Peña Nieto was poised to win the race by a landslide, but in the end the margin of victory was much smaller than expected. Lopez Obrador, who lost the race by about 6 percentage points, says that the PRI used illicit funds to buy votes and usher Mr. Peña Nieto into power. One particular scandal has broken out over gift cards for a supermarket chain in Mexico City allegedly handed out by the PRI in exchange for votes. The left has also said that the television industry exhibited mass bias in their favorable coverage of Peña Nieto leading into the race. Lopez Obrador already demanded a recount directly following the announcement of election results, which Mexico's electoral institute carried out, deeming Peña Nieto's win valid.

And yet Lopez Obrador has forged forward in disputing the race.

In a poll published in Thursday's edition of Mexico's leading newspaper, two-thirds of Mexicans said that Lopez Obrador should accept the results of the race. Among his followers, the number nof those who feel he should accept the results is much smaller, but it's still a majority, at 56 percent.

Lopez Obrador has been deemed the ultimate “sore loser” by his foes. When he lost the race in 2006 by a razor-thin margin, he declared fraud and shut down parts of downtown Mexico City with a six-week street protest.

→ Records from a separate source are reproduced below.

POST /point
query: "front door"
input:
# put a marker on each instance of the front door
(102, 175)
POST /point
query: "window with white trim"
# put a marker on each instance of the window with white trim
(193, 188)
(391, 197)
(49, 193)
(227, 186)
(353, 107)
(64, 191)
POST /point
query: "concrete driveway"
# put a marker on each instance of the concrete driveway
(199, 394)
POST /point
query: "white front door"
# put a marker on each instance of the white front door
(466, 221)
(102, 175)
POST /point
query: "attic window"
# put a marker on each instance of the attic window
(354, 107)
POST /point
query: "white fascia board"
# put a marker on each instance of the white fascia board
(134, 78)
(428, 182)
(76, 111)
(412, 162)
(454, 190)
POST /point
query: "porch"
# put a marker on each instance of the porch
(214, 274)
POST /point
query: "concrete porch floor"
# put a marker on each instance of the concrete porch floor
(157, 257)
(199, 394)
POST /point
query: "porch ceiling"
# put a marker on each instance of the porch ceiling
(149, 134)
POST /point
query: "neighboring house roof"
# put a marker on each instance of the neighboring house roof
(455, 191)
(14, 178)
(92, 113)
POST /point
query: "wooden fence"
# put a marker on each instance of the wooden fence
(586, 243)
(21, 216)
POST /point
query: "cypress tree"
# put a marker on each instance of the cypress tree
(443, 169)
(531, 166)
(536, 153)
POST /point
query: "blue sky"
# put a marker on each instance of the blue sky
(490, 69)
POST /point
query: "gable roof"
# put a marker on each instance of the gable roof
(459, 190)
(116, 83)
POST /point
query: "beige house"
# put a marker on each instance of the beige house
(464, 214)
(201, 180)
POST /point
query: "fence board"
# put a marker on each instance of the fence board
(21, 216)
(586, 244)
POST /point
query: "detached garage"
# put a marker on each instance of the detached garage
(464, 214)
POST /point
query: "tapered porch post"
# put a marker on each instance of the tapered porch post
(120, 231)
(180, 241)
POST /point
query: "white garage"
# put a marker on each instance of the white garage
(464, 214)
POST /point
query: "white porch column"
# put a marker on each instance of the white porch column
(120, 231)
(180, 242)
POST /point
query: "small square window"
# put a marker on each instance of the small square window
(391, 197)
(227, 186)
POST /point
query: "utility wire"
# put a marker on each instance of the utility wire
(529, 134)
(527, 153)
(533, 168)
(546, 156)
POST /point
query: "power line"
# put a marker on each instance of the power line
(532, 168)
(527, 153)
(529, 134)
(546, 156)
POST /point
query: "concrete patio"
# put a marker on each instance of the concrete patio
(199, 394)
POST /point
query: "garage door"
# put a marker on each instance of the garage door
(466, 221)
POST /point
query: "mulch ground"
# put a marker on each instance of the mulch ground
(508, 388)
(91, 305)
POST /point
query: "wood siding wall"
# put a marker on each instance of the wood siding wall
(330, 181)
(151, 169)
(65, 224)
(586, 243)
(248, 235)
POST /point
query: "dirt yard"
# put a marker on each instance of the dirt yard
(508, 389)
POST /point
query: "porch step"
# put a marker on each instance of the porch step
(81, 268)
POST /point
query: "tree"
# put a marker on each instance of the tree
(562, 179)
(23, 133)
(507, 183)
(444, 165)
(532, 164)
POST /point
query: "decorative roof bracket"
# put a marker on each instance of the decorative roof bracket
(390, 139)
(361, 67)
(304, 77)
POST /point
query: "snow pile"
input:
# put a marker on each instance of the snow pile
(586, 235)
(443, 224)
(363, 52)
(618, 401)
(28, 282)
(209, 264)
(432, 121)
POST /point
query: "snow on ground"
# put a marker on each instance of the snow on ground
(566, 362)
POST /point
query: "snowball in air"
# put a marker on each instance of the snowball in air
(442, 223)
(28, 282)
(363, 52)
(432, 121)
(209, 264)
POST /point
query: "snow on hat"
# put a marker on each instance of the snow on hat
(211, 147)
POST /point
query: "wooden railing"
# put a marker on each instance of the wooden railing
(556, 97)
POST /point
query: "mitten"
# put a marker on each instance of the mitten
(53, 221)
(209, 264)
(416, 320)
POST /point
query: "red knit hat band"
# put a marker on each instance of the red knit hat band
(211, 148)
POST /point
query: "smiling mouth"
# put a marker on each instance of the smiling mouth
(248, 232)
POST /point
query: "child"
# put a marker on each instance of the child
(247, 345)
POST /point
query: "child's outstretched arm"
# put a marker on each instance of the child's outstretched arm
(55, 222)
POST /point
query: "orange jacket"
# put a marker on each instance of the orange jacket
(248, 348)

Yet the Reforma poll also captures long-held skepticism about politics and suspicions that dirty tricks still persist: 40 percent in the same poll say the race was either somewhat or very tainted.

The mixed sentiments reflected in the Reforma poll – 40 percent say the race may have been unfair, yet 76 percent want the results to remain standing – can be interpreted in many ways. Do Mexicans trust their democracy or not? Are politics clean? Do systems work? The answers are both yes and no.

But for those who feared that a return of the PRI would mean a return to the past, Lopez Obrador and others questioning Peña Nieto's mandate could be playing an important “preventive” role. The PRI has long maintained it represents a new generation of leaders committed to democracy. Many Mexicans said they would have to wait to see how the PRI rules in power to judge if that's really true or not. But the vote-buying allegations, street protests, and now Lopez Obrador's lawsuit could mean that the test is already under way.